Veterinarian Explains Canine Distemper

This is an archived article and the information in the article may be outdated. Please look at the time stamp on the story to see when it was last updated.

FORT SMITH (KFSM)- A puppy at the Sebastian County Humane Society had to be put down after it was diagnosed with canine distemper.

The virus is spread by water droplets and respiratory secretions.

“Some of them progress onto neurological signs where they actually have seizures and then usually death,” Doctor Laura Lynch, Veterinarian said. “It`s kind of a slow process.”

Lynch works at East Side Animal Hospital.

“We haven't seen that many distemper outbreaks because vaccination is so protective for distemper virus, but unfortunately every once in a while we do see a little outbreak occur primarily it's because an animal comes into the shelter and they're already sick,” she said.

The Sebastian County Humane Society temporarily suspended adoptions Friday (June 19) after one of their puppies tested positive for the virus.

In the meantime, shelter vets will be doing tests on the other dogs to see if any of them contracted distemper.

“It's better than getting it out there and the disease spreading; getting it detected there can take care of it there,” Mike Carter, resident said.

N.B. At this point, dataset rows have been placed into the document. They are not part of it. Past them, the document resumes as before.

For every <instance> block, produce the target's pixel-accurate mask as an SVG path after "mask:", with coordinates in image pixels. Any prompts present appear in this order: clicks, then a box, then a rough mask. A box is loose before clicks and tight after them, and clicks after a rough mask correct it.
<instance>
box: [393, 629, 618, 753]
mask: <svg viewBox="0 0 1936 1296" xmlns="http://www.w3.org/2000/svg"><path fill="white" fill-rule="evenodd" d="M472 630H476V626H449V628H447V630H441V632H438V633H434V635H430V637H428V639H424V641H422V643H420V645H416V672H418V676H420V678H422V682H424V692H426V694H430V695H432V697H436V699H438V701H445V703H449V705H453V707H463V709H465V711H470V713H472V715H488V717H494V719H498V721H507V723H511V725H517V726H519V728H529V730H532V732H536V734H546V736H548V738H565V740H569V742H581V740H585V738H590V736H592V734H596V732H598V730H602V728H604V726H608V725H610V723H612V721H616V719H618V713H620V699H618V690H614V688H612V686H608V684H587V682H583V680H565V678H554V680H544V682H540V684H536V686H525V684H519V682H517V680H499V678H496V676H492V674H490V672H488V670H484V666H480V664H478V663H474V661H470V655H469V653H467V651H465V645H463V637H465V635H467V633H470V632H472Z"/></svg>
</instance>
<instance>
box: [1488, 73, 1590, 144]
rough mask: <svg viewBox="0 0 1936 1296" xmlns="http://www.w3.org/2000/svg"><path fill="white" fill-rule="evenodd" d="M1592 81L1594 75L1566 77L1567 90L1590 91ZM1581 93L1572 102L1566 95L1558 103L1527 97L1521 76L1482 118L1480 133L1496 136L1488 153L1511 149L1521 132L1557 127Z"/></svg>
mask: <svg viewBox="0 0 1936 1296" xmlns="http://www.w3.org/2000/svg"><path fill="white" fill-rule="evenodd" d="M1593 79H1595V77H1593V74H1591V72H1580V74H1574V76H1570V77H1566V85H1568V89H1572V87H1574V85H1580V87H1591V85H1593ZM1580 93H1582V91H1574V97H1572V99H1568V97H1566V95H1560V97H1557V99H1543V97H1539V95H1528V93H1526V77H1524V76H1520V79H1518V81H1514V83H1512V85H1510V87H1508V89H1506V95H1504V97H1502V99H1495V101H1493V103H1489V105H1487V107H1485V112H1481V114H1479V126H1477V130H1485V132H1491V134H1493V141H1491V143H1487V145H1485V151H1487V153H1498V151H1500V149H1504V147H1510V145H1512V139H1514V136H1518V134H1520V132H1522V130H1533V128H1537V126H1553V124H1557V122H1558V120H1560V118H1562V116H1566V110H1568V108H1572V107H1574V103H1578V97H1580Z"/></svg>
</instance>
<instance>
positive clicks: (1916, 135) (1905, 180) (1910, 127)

“Them shutting down is the best thing to isolate all the animals that have clinical signs, and then hopefully they can go ahead and get back in operation,” Dr. Lynch said.

She said only 50 percent of dogs diagnosed with distemper survive.

“Some of the ones I`ve seen don`t make it, some make it, but they have permanent neurological signs if does get into the brain,” Dr. Lynch said.

She said unfortunately there is no cure. The dog's immune system has to fight off the virus.